What do successful retail stores have in common? What makes them successful and better than the competition? What makes some stores do better in good or bad times while the industries fall behind? The answers could depend on who one asks and what one seeks. Some good answers can be found by studying success. A common misunderstanding have always existed that good or bad ideas result in turn in the course of business. This may be true in some general circumstances but is not the best formula for finding ways to turn an average or declining business around. What has proven to work is the close study of examples of success. The world of business is built on entities that are successful in their activities and one approach to maintain and improve industries has been by studying why and how some are effective compared to the rest.
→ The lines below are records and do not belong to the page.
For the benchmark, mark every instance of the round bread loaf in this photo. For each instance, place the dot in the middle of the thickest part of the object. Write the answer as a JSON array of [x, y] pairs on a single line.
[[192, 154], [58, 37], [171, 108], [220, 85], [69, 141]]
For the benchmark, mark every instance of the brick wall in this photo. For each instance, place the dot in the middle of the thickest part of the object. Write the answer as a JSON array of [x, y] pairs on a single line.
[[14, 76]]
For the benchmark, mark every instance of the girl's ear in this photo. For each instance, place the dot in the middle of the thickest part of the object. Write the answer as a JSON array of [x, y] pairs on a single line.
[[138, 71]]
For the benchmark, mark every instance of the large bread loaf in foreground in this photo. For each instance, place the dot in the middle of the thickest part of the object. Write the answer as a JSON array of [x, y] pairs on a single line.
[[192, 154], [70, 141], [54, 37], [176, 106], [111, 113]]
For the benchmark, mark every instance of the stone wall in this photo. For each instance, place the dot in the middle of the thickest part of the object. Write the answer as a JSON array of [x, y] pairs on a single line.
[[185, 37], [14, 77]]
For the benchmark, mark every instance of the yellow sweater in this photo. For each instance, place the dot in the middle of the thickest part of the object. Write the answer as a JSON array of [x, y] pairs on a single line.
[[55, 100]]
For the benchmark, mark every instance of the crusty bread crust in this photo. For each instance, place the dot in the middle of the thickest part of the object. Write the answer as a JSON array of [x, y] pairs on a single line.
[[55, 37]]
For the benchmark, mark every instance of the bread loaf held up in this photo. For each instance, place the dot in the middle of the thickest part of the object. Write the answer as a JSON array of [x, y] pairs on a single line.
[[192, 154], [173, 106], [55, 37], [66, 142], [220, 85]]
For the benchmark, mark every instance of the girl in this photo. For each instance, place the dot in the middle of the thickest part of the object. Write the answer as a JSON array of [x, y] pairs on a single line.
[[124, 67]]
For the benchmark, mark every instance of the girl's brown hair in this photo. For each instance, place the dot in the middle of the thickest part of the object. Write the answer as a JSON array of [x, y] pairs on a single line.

These success examples are our best chance for finding good answers to the earlier questions.
Unique stores are always a few steps above and ahead of the competition. Consumers are interested in retail stores that offer products that are unique and different from average. This characteristic goes beyond the product and service. The atmosphere and the decor of the store can have a similar effect. And the sales staff are no different. Every single element that makes a store stand out will attract customers and bring them back. It goes without saying that as one store can change and become unique the competition will follow. A retail store can be unique for a limited time and need to change to revitalize the uniqueness. Window displays and the position of the products are some of the most common changes seen in retail to attract the consumers. Many more elements exist that can also change and evolve to continue to attract consumers.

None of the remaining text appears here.